君との恋は面倒すぎる

 そのまま着いて行き、家に着き真っ直ぐ蒼空くんの部屋に通された。

 普通の一戸建てのお家で、ご両親は居ない。

 聞く所によると共働きらしく夜まで帰ってこないらしい。

 飲み物を入れに部屋を出ていった蒼空くん。

 部屋の中は凄くシンプルで無駄なものが1つもない。部屋の中にあるのも、勉強デスクと、ベッドと床に座って使うテーブル。それと教科書や辞書、本を入れている棚。

 そこに中学の引退で貰ったのかバスケ部からの寄せ書きが飾られている。

 蒼空くんらしいシンプルで綺麗な部屋に、なんだか感動する。

 あまり歩き回らない様にして、床に座って待っていると冷たいお茶を持った蒼空くんが戻ってきてテーブルに置いてくれる。

 その向かいに蒼空くんが座る。


「ありがとう」

「うん」


 そんな会話の後、少し無言の時間が流れた。

 その後「昨日のは…」と静かに話し始める。
 その声に反応をして蒼空くんの方を向くと、少し気まずそうな表情をしている。


「完全に俺の嫉妬。それからどんな顔していいか分からなくて連絡も返せなかった。ごめん」


 蒼空くんの言葉に首を横に振った。

 普通に考えたら嫌に決まってる。
 きっと私だって同じことが起きたらモヤモヤしたと思う。

 蒼空くんがそんな気持ちになるなんて思わなかった。
 気にしないってそんな事すら勝手に思っていた。

 嫉妬だとはっきり言葉にして、蒼空くんが悪いわけじゃないのに謝ってくれたことに胸が締め付けられる。

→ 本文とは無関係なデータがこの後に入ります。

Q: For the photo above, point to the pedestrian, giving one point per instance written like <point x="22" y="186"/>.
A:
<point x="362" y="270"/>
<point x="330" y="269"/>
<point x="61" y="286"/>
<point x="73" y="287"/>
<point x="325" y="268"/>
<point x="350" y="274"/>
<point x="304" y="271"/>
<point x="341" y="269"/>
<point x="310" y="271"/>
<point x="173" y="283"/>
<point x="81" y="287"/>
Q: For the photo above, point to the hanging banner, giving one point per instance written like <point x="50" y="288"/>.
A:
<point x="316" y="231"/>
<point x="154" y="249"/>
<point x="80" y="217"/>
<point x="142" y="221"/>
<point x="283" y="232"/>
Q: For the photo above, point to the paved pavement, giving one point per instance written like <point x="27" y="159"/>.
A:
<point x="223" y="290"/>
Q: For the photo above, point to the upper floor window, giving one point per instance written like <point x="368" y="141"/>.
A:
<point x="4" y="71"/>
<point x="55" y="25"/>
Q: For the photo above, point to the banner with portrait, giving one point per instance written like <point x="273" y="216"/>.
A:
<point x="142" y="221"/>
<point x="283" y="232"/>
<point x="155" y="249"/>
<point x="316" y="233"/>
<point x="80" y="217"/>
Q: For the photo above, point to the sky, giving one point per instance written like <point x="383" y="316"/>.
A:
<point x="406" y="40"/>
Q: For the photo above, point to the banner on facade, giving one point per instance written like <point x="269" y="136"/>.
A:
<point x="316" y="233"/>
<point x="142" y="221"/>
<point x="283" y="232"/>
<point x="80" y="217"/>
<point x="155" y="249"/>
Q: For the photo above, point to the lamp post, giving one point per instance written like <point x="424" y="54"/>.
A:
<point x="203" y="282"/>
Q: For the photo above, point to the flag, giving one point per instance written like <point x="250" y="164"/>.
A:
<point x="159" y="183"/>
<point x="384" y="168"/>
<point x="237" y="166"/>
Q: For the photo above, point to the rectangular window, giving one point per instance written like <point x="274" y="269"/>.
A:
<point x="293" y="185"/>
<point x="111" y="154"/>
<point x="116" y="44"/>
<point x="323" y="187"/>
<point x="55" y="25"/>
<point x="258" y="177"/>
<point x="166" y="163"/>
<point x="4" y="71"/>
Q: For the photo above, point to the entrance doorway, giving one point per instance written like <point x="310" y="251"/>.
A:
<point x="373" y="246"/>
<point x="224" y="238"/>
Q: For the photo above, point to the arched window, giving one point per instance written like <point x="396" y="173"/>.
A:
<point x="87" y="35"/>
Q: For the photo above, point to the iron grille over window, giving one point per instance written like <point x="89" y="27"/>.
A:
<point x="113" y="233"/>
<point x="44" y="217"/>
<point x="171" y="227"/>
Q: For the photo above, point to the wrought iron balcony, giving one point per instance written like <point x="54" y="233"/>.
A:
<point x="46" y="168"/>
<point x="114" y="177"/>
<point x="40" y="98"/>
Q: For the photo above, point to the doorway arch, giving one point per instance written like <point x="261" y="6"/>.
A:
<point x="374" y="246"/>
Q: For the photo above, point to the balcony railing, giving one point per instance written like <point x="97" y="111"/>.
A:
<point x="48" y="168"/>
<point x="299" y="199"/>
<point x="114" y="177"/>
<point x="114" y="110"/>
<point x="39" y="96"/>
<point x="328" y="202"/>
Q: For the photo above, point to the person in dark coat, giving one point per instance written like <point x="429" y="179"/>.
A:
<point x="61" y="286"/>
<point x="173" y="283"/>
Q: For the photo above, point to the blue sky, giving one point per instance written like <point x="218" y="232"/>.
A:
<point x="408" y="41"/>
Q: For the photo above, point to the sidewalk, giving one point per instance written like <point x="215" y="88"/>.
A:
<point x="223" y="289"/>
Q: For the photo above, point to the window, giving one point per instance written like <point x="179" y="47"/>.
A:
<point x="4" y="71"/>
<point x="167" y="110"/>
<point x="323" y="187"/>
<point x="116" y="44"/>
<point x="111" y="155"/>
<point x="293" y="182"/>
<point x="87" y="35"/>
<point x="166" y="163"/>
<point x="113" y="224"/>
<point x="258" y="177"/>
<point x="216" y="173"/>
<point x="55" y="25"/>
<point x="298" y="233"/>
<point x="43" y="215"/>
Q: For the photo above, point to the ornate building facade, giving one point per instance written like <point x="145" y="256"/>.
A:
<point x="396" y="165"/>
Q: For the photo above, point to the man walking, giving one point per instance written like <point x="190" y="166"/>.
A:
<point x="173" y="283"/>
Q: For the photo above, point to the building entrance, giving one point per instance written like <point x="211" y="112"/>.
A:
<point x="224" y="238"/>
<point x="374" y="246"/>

 それと同時に嬉しかった。蒼空くんは私の事に無関心なんかじゃなかったと。


「私もごめんね、蒼空くんの気持ち考えられてなかったね」


 そう謝罪をすると蒼空くんも首を横に振った。

 仲直りが出来た事に2人の空気感が少し和んで、こういう時に余計な事を言ってしまうのがまた私だった。


「蒼空くん、意外と私の事大好きだよね」


 そう言って揶揄う様に笑い掛けると、蒼空くんは少しだけ驚いた表情したかと思えばすぐにいつもの表情に戻って「自覚無いの?」と呟いて、向かいから私の隣に座り直す。